Imagine if, instead of building cars, manufacturers in the 1980s had dedicated Australian operations to engineering and designing workhorses and off-roaders. The talent’s obviously here, “real-world” testing conditions are here, and arguably the world’s most finicky customers are here.
Mitsubishi would be sorting out Tritons and Pajeros for the world, Holden could have kept on partnering with Isuzu, and Toyota Australia would be having a field day engineering that crowd’s long list of work and play horses.
Others, such as Mazda and Nissan, may have joined this mob; maybe Europeans would have piggybacked off the Australians, as Volkswagen has done with this new generation of Fords.
So, the 2023 Rangers and Everests are world-class, driven in the main by the demands of Australian drivers who want, if not always need, vehicles that can be driven to either kindergarten or Kalgoorlie with comfort and competence.
A little bit wider than predecessors and with revised suspension, fresh engine options plus a swag of modern technologies, these Ford utes and wagons are very much on the money – if a tad dearer than before.
Rangers start at $35,930 for a basic two-wheel drive ute and end up at $85,490 for the off-roading outlaw Raptor model, a four-door, four-wheel drive performance machine.
The very civilised 4WD Everest wagons start at $57,990 and work up to $76,880 for the Platinum version.
There are engine and transmission options plus a spread of trim levels for both utilities and SUVs.

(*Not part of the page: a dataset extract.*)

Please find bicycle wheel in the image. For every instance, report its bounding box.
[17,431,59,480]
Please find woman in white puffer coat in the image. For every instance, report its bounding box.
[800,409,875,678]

Most come with a full suite of safety aids such as blind spot monitoring and crash avoidance systems.
Head to the top of the range and drivetrains include an automatic four-wheel drive setting, allowing the Fords to be driven on any surface with the transmission left to decide to send torque to front wheels when necessary. This is a very welcome mode when out touring indifferent backroads.
The Everest is, yet again, a “must” on shopping lists if chasing a well-sorted family wagon with proper four-wheel drive ability. It has the chassis, clearance and 4WD system to tackle the roughest of tracks while maintaining excellent on-road manners and composure. Towing capacity remains at 3500 kg.
Among the utes, there’s a wide range of choice between variants and options, easy to custom-build your own Ranger.
While the increase in cabin and tray widths is much appreciated, Ford’s new drivetrains are smooth and rarely found wanting.
The revised suspension offers the most noticeable improvements. The previous ride and handling balance was good, but this time the ute’s composure on good or bad road is very good and makes for a safer road vehicle.
While these Fords continue to be excellent workhorses there is a very sporting outlaw at the top of the pile – the Ford Ranger Raptor is super quick, super capable. Super fun all round. There’s even a Baja mode to sort out mechanical settings to go scorching across the Sahara.
No question, Australians can design a world class ute or SUV.